Das Bild des zeitgenössischen Theater wäre unvollständig ohne einen weiteren Regisseur, dessen Inszenierungen in vielen Moskauer Theatern laufen – Juri Butussow (Jg. 1961), einen Vertreter der Petersburger Regieschule, der in Moskau arbeitet, vor allem am Theater Satirikon, in dem er sich in mehreren Spielzeiten als modern denkender Regisseur profilierte. Seine letzte Arbeit an diesem Haus kann man ohne Übertreibung als revolutionär bezeichnen – Tschechows „Möwe“. In dieser über vierstündigen Inszenierung sind alle Karten bunt gemischt. Diejenigen, die dem Alter nach die Arkadina spielen müssten, spielen die Nina, und umgekehrt. Butussow zerstört die gängige Vorstellung von Besetzung, von der Entsprechung zwischen der Figur und dem Alter des Darstellers. Er postuliert eigene Regeln und Methoden für das Spiel. Die Schauspieler spielen Schauspieler, die die Figuren der „Möwe“ spielen. Der Regisseur stellt die Konvention aus, darum wird zum Beispiel die Schlussszene der Begegnung zwischen Nina und Treplew drei Mal gespielt. Von einer Saretschnaja, die den Beruf der Schauspielerin mit einem der ältesten Gewerbe gleichsetzt – da brauchen die Kaufleute sie gar nicht zu belästigen – bis hin zu einer scheuen, am Leben zerbrochenen Frau. Mal sehen wir eine heruntergekommene Colombina, die so tief gefallen ist, dass sie sich nie mehr erheben wird, mal haben wir die klassische Nina vor uns, die Bekanntschaft mit der Grobheit gemacht, ihre Empfindsamkeit aber dennoch nicht eingebüßt hat. Zuvor wird diese Szene auch von anderen Darstellern gespielt. Das Theater ist eine große, ununterbrochene Probe, und das Leben ein langer Prolog an der Schwelle des Seins.

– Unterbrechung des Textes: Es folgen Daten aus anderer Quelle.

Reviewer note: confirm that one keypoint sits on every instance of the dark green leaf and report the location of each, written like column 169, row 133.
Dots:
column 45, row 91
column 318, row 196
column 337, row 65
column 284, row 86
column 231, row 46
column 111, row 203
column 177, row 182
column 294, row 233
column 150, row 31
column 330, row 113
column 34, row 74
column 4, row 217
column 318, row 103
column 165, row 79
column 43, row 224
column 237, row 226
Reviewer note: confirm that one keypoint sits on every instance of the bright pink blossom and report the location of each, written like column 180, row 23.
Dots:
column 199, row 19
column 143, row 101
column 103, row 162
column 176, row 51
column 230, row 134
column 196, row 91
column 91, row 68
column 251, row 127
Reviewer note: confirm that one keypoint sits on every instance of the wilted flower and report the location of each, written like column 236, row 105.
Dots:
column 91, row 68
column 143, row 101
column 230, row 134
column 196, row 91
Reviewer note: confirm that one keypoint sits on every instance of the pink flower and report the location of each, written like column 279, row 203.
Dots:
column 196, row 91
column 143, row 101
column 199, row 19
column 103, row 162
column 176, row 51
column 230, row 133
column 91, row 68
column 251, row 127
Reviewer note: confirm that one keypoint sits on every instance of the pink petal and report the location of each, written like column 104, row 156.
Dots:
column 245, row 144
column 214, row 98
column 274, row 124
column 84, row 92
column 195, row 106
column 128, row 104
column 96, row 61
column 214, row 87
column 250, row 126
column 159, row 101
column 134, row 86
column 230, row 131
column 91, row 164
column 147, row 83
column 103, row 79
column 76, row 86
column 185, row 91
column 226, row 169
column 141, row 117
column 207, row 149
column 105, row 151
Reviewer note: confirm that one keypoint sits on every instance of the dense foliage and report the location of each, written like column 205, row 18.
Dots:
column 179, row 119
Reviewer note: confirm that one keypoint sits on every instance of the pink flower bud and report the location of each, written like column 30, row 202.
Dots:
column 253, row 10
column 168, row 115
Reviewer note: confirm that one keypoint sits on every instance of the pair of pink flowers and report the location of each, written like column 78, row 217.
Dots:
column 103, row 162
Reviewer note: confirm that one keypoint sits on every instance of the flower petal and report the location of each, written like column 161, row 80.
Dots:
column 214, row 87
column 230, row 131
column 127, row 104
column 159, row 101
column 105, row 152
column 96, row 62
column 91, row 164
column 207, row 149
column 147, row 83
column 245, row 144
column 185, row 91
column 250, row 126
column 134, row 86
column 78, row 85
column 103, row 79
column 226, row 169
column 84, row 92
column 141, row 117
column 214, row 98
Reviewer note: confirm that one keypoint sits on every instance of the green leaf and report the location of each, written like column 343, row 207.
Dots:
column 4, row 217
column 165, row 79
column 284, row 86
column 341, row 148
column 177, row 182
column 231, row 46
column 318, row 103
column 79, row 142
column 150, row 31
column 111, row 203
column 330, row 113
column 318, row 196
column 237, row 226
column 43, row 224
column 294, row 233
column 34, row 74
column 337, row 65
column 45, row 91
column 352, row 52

Butussow beweist stets äußerste intellektuelle Verantwortung, er kommt dem Zuschauer keinen Deut entgegen. Jede Inszenierung entsteht unter Qualen, und qualvoll ist auch der Probenprozess für die Darsteller. Doch diese Qualen sind gerechtfertigt, denn Juri Butussow unterhält mit beneidenswerter Konsequenz einen intensiven Dialog mit dem Zuschauer, egal, ob seine Stücke auf der Bühne des Künstlertheaters laufen („Hamlet“), am Satirikon („König Lear“) oder am Wachtangow-Theater („Maß für Maß“).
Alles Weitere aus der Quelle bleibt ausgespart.